The method I chose to control the number of pulses described here and implemented in the attached program uses PPM and its interrupt feature to both enable and disable output pulses. PPM is used because the output pulse can be delayed from the interrupt event. Delaying the start of the pulse allows the ISR time to enable or terminate the pulse stream before the next pulse would start. The diagram below illustrates this.
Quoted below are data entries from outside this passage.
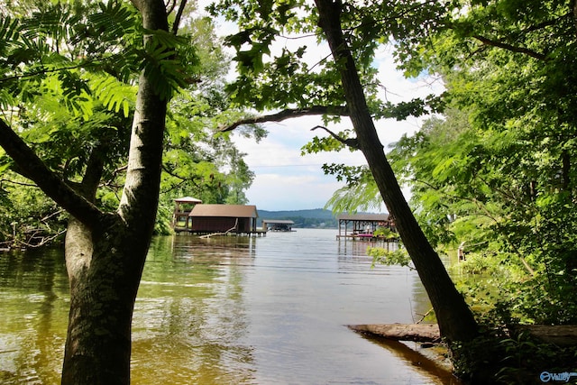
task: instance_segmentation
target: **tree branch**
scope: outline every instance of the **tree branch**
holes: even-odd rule
[[[339,116],[348,116],[349,110],[345,106],[342,105],[313,105],[309,108],[288,108],[282,110],[279,113],[272,114],[270,115],[261,115],[252,118],[242,119],[234,122],[232,124],[221,127],[218,131],[225,133],[227,131],[233,131],[235,128],[243,124],[256,124],[259,123],[267,122],[282,122],[286,119],[291,119],[294,117],[307,116],[307,115],[332,115]]]
[[[359,149],[359,142],[357,142],[357,140],[355,138],[348,138],[348,139],[342,138],[339,135],[337,135],[336,133],[333,133],[328,128],[323,127],[322,125],[316,125],[316,126],[311,128],[310,131],[315,131],[317,128],[322,128],[323,130],[326,131],[332,137],[334,137],[334,139],[336,139],[337,141],[339,141],[340,142],[342,142],[345,146],[353,147],[355,150],[360,150]]]
[[[508,44],[502,41],[496,41],[490,39],[487,39],[486,37],[474,35],[473,38],[477,39],[479,41],[482,42],[485,45],[490,45],[491,47],[502,48],[507,50],[510,50],[511,52],[524,53],[531,58],[535,58],[538,60],[545,60],[547,57],[542,53],[536,52],[535,50],[531,50],[527,48],[524,47],[516,47],[511,44]]]
[[[50,170],[3,119],[0,119],[0,146],[27,178],[77,219],[88,226],[93,226],[100,219],[102,211]]]

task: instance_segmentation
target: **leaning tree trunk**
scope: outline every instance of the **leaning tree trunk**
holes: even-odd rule
[[[341,3],[339,0],[316,0],[316,4],[319,26],[326,36],[334,62],[339,66],[359,147],[367,160],[387,208],[395,218],[403,243],[435,309],[441,334],[449,343],[471,340],[478,333],[472,313],[417,223],[377,135],[354,60],[341,28]]]
[[[168,31],[161,0],[133,3],[145,29]],[[77,217],[69,223],[63,384],[130,383],[131,324],[158,207],[166,108],[148,74],[141,74],[118,211],[96,221]]]

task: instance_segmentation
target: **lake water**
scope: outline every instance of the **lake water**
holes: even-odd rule
[[[456,384],[398,343],[352,324],[413,323],[417,273],[371,267],[336,230],[157,237],[133,327],[133,384]],[[68,279],[60,251],[0,254],[0,382],[60,382]],[[409,348],[410,347],[410,348]]]

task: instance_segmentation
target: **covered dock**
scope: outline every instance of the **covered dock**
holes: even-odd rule
[[[202,203],[202,200],[192,197],[178,197],[173,200],[172,227],[188,227],[188,215],[196,205]]]
[[[261,235],[257,230],[259,215],[256,206],[244,205],[196,205],[188,214],[185,227],[175,227],[176,232],[196,234]]]
[[[395,221],[389,214],[342,214],[336,218],[339,221],[337,239],[396,240],[375,234],[381,228],[397,231]]]

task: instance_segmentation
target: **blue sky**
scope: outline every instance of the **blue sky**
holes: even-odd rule
[[[200,2],[203,3],[203,0]],[[223,22],[218,33],[224,36],[234,33],[235,26]],[[285,47],[290,49],[306,43],[316,46],[316,39],[279,39],[272,47],[271,54]],[[375,58],[374,66],[379,69],[379,77],[384,86],[380,97],[393,103],[408,101],[414,97],[425,96],[443,91],[442,83],[434,78],[419,78],[406,79],[396,70],[390,46],[383,46]],[[330,54],[326,45],[308,50],[304,60],[316,63]],[[234,70],[229,75],[232,79]],[[403,133],[412,133],[418,130],[422,119],[409,118],[405,122],[383,120],[375,122],[382,144],[387,148],[398,141]],[[323,163],[346,163],[359,166],[366,164],[361,151],[343,151],[338,153],[325,152],[300,156],[300,149],[316,134],[325,135],[320,130],[311,132],[316,125],[325,125],[320,117],[301,117],[286,120],[279,124],[267,124],[269,132],[266,139],[255,143],[254,141],[234,134],[239,150],[245,152],[245,161],[255,173],[252,186],[246,192],[249,203],[261,210],[300,210],[322,208],[333,193],[343,186],[334,177],[325,175]],[[343,118],[339,124],[327,126],[333,132],[351,128],[348,119]]]
[[[443,90],[440,81],[434,78],[406,79],[395,69],[390,51],[383,48],[375,66],[379,69],[380,79],[385,86],[381,97],[391,102],[408,101]],[[417,131],[422,119],[409,118],[405,122],[388,119],[375,122],[379,136],[387,148],[404,133]],[[366,164],[360,151],[325,152],[300,156],[300,149],[315,134],[326,135],[320,130],[311,132],[317,124],[324,125],[320,117],[302,117],[279,124],[267,124],[269,136],[260,143],[234,135],[234,141],[245,160],[256,174],[252,186],[246,195],[250,204],[262,210],[299,210],[322,208],[333,193],[343,186],[334,177],[325,175],[323,163],[343,162],[349,165]],[[348,119],[338,125],[327,128],[338,132],[350,128]],[[382,210],[381,210],[382,211]]]

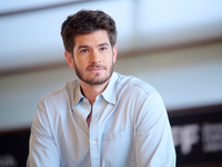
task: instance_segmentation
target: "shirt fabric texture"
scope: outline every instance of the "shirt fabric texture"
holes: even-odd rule
[[[69,81],[38,104],[27,166],[174,167],[162,98],[149,84],[113,72],[91,106],[79,80]]]

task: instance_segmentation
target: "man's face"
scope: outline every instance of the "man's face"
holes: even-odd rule
[[[102,85],[109,81],[117,59],[117,46],[110,45],[105,30],[77,36],[73,48],[73,66],[81,81]]]

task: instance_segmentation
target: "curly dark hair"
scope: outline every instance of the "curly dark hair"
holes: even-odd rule
[[[97,30],[107,30],[111,47],[117,43],[117,29],[114,20],[100,10],[80,10],[69,16],[62,23],[61,36],[64,49],[72,53],[74,38]]]

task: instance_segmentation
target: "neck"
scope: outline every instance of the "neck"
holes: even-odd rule
[[[83,82],[82,80],[80,80],[80,86],[81,86],[82,94],[84,95],[84,97],[90,101],[91,105],[93,105],[97,96],[100,95],[102,91],[104,91],[104,89],[107,88],[108,82],[109,81],[102,85],[88,85]]]

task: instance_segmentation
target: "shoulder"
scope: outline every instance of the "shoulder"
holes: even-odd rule
[[[78,80],[71,80],[68,81],[64,87],[56,89],[51,91],[50,94],[46,95],[39,104],[61,104],[67,101],[67,99],[72,98],[71,95],[73,95],[74,89],[79,86]]]
[[[133,76],[124,76],[118,73],[118,89],[119,91],[124,90],[128,92],[132,92],[134,95],[140,94],[140,96],[149,97],[153,95],[159,95],[157,89],[152,87],[150,84],[133,77]]]

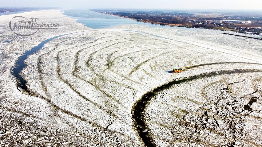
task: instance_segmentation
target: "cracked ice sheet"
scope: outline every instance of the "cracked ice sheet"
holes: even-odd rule
[[[159,146],[261,146],[262,113],[258,107],[252,106],[254,112],[244,108],[252,97],[257,99],[252,106],[260,104],[262,89],[254,82],[261,81],[261,76],[216,76],[165,90],[145,112],[149,133]]]
[[[44,16],[41,13],[43,12],[48,14]],[[260,52],[262,46],[261,43],[247,39],[246,42],[241,43],[240,45],[240,40],[238,38],[224,36],[221,34],[221,32],[217,31],[178,27],[176,27],[175,29],[155,28],[138,25],[124,25],[113,28],[93,30],[83,27],[82,25],[76,23],[75,20],[65,17],[57,10],[35,11],[22,14],[24,14],[25,17],[34,15],[39,17],[44,17],[47,21],[56,21],[58,19],[64,25],[63,29],[56,31],[57,32],[43,31],[44,32],[41,34],[36,34],[34,37],[30,36],[27,39],[17,37],[11,33],[12,32],[6,31],[6,29],[1,28],[1,32],[7,34],[10,36],[10,38],[14,40],[10,43],[0,44],[1,48],[4,49],[1,51],[3,53],[1,54],[1,60],[3,59],[3,62],[1,62],[1,78],[3,81],[1,84],[2,86],[1,88],[1,97],[4,100],[1,102],[2,104],[4,106],[5,109],[8,108],[10,109],[9,110],[22,111],[22,113],[18,112],[17,114],[12,114],[17,117],[23,117],[25,113],[26,114],[28,114],[34,117],[39,117],[39,120],[43,119],[46,122],[42,123],[41,122],[39,125],[40,126],[48,126],[48,123],[52,122],[55,124],[54,130],[62,128],[62,131],[69,131],[63,135],[65,136],[72,133],[80,134],[80,137],[86,138],[85,141],[80,145],[84,146],[86,146],[87,145],[101,146],[116,146],[120,145],[127,146],[141,146],[141,142],[133,130],[131,108],[143,93],[172,79],[217,70],[262,68],[261,65],[241,63],[261,63],[261,55]],[[8,23],[10,21],[9,16],[0,17],[3,18],[1,21],[4,20],[2,22],[3,24],[6,22]],[[67,26],[71,26],[72,23],[76,25],[76,28],[73,28],[74,29]],[[10,69],[23,52],[52,37],[83,30],[86,31],[56,38],[47,43],[42,49],[30,56],[26,60],[29,66],[22,72],[25,79],[28,81],[32,95],[24,94],[16,89],[15,79],[10,75]],[[37,40],[32,40],[36,37]],[[102,39],[99,39],[100,38]],[[4,38],[0,39],[4,41],[6,39]],[[96,39],[98,40],[95,42],[81,45]],[[230,41],[228,41],[229,40]],[[15,43],[15,41],[17,43]],[[255,49],[253,49],[254,48]],[[52,51],[46,54],[50,51]],[[39,62],[39,59],[41,59],[40,62]],[[238,63],[225,63],[230,62]],[[216,62],[224,63],[220,64],[204,65]],[[195,68],[190,67],[201,64],[204,65]],[[177,74],[166,72],[173,68],[180,67],[189,68]],[[39,72],[39,69],[41,72]],[[74,69],[76,70],[74,73]],[[173,111],[178,111],[178,113],[181,111],[187,114],[183,109],[188,110],[186,109],[190,108],[188,110],[193,111],[195,113],[194,115],[199,116],[200,118],[198,120],[198,118],[195,117],[191,119],[189,114],[184,117],[188,119],[186,120],[199,121],[201,123],[203,122],[204,123],[200,123],[199,126],[206,127],[204,121],[208,122],[208,120],[210,119],[211,121],[210,123],[214,125],[214,126],[211,126],[214,128],[216,127],[215,124],[217,123],[220,124],[222,128],[228,128],[228,130],[226,131],[229,133],[226,137],[230,138],[232,135],[230,131],[233,130],[230,127],[230,124],[223,126],[223,120],[220,119],[218,117],[209,118],[212,117],[209,113],[216,109],[219,110],[219,113],[221,116],[231,115],[231,112],[227,109],[231,109],[229,107],[230,105],[227,104],[228,106],[226,109],[222,106],[226,101],[230,100],[222,100],[216,105],[210,104],[211,107],[209,109],[211,110],[207,112],[208,116],[205,115],[202,108],[202,111],[198,113],[196,111],[203,107],[202,104],[208,104],[208,102],[202,98],[203,93],[206,93],[206,96],[211,99],[213,98],[214,99],[213,101],[216,100],[216,98],[222,92],[223,95],[219,96],[221,97],[233,97],[228,93],[235,94],[235,95],[239,94],[240,95],[237,96],[241,97],[248,95],[246,98],[243,98],[237,103],[232,104],[234,103],[233,101],[228,103],[231,106],[234,104],[237,107],[242,107],[246,104],[248,102],[248,99],[253,96],[253,95],[248,95],[254,92],[252,88],[257,87],[258,89],[261,89],[259,85],[261,82],[257,83],[260,81],[261,77],[256,74],[251,74],[241,75],[249,79],[256,76],[257,78],[253,81],[247,80],[248,84],[246,86],[241,83],[232,84],[228,87],[228,90],[220,90],[220,89],[227,88],[227,83],[218,82],[217,85],[211,84],[209,86],[208,83],[216,80],[216,78],[207,78],[209,79],[207,81],[196,80],[185,86],[182,84],[181,85],[181,89],[179,89],[176,92],[179,93],[179,95],[184,95],[183,96],[187,99],[184,101],[181,100],[181,102],[171,101],[174,108],[170,106],[171,108],[169,109],[175,110],[165,111],[164,113],[159,110],[159,115],[154,116],[156,117],[155,120],[163,119],[161,116],[163,114],[167,116],[173,115]],[[229,83],[242,81],[236,78],[237,75],[224,76],[232,80],[232,81],[228,80]],[[250,82],[252,84],[250,84]],[[251,87],[251,85],[256,86]],[[190,87],[196,88],[185,92],[189,91],[188,87]],[[207,91],[201,88],[205,87],[207,89],[213,87],[219,88],[218,90],[214,88],[216,90],[212,91],[211,90],[214,88],[209,88],[211,89],[209,91]],[[236,97],[235,95],[234,96]],[[38,97],[33,96],[36,95]],[[164,95],[161,97],[166,99],[170,96]],[[191,99],[192,98],[195,99],[192,100]],[[19,102],[18,103],[16,102],[18,101]],[[176,103],[177,103],[178,104]],[[258,101],[253,103],[250,107],[252,109],[254,109],[254,106],[258,106],[257,108],[261,107]],[[152,103],[154,104],[154,101]],[[147,111],[150,112],[156,109],[154,107],[151,108],[151,105],[147,108]],[[166,105],[164,103],[159,106],[165,107]],[[218,106],[220,107],[217,107]],[[204,108],[207,109],[206,107],[204,107]],[[180,110],[177,110],[175,109],[177,107]],[[241,115],[248,113],[245,110]],[[258,120],[260,120],[260,113],[256,112],[252,114],[255,115]],[[237,113],[232,114],[238,117],[239,115]],[[247,115],[246,120],[251,115]],[[180,118],[183,116],[178,116]],[[207,120],[206,120],[207,119]],[[177,120],[176,121],[178,121]],[[236,119],[234,121],[238,123],[242,121],[240,120]],[[171,120],[170,122],[174,120]],[[191,122],[186,123],[191,123]],[[168,128],[173,126],[172,124],[166,123],[167,125],[160,125],[164,128],[163,130],[166,129],[165,127]],[[193,124],[189,125],[191,125]],[[256,123],[254,123],[255,126],[253,127],[255,127],[249,128],[243,127],[241,123],[237,125],[239,125],[236,126],[238,129],[235,130],[238,131],[239,128],[243,128],[243,131],[247,131],[246,130],[248,129],[253,130],[252,129],[256,128],[254,127],[258,126],[257,128],[258,128],[260,127],[259,125],[256,126],[257,125]],[[158,125],[150,124],[149,129],[156,135],[153,138],[157,144],[163,145],[164,144],[159,142],[164,142],[165,141],[160,141],[161,137],[160,137],[161,139],[159,139],[157,134],[153,132],[162,130],[157,128]],[[184,128],[187,133],[190,135],[190,131],[186,130],[188,128]],[[221,130],[221,132],[224,131]],[[75,130],[77,130],[76,132],[75,132]],[[209,130],[205,132],[200,131],[199,134],[201,136],[216,135],[213,132],[208,132]],[[244,142],[245,139],[244,137],[242,138],[244,141],[240,140],[238,137],[239,134],[237,132],[236,137],[240,140],[240,143],[244,145],[247,143]],[[51,132],[54,134],[59,134],[57,131]],[[198,135],[198,133],[193,135]],[[165,145],[168,145],[170,142],[172,142],[172,138],[177,137],[175,134],[165,133],[165,132],[159,133],[158,135],[166,135],[168,141],[165,142]],[[247,136],[246,138],[250,139],[253,137],[252,136],[254,136],[253,134],[251,134],[250,135]],[[56,138],[60,139],[59,135],[54,136]],[[231,140],[228,142],[223,139],[221,141],[219,137],[216,136],[214,137],[217,138],[206,143],[220,145],[233,142]],[[77,139],[74,139],[78,137],[73,137],[74,139],[72,140],[67,138],[66,140],[69,142],[74,144],[78,141]],[[49,140],[46,140],[46,141]],[[261,143],[261,140],[255,141],[252,141],[252,142],[259,145]],[[183,140],[181,141],[184,142],[183,143],[188,143]],[[35,143],[34,141],[32,142]],[[237,141],[234,143],[236,145],[239,144]],[[193,142],[191,145],[194,146],[197,143]]]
The attached sample program is well documented and should be fairly easy to follow. Note that the method chosen to enable/disable the PPM output is that of changing the behavior of the selected I/O pin. When the pulse stream is enabled the I/O pin is set up to be the output of Timer C0. When the pulse stream is disabled the I/O pin is set to be a simple parallel output. It is important to realize that even when the output pin is not outputting pulses the PPM system is still running. Basically, the ISR is synchronously gating the output pulses to the I/O pin.
With Timer C driven by Pclk/2, the start count of 100 allows a theoretical maximum ISR execution time of 200 clocks. Since the longest ISR time is 149 clocks there is some margin of safety. Note that the interrupt priority level is set to 2. This is done to ensure that the interrupt has a higher priority than normal Dynamic C ISRs so that there are no truncated or missing pulses.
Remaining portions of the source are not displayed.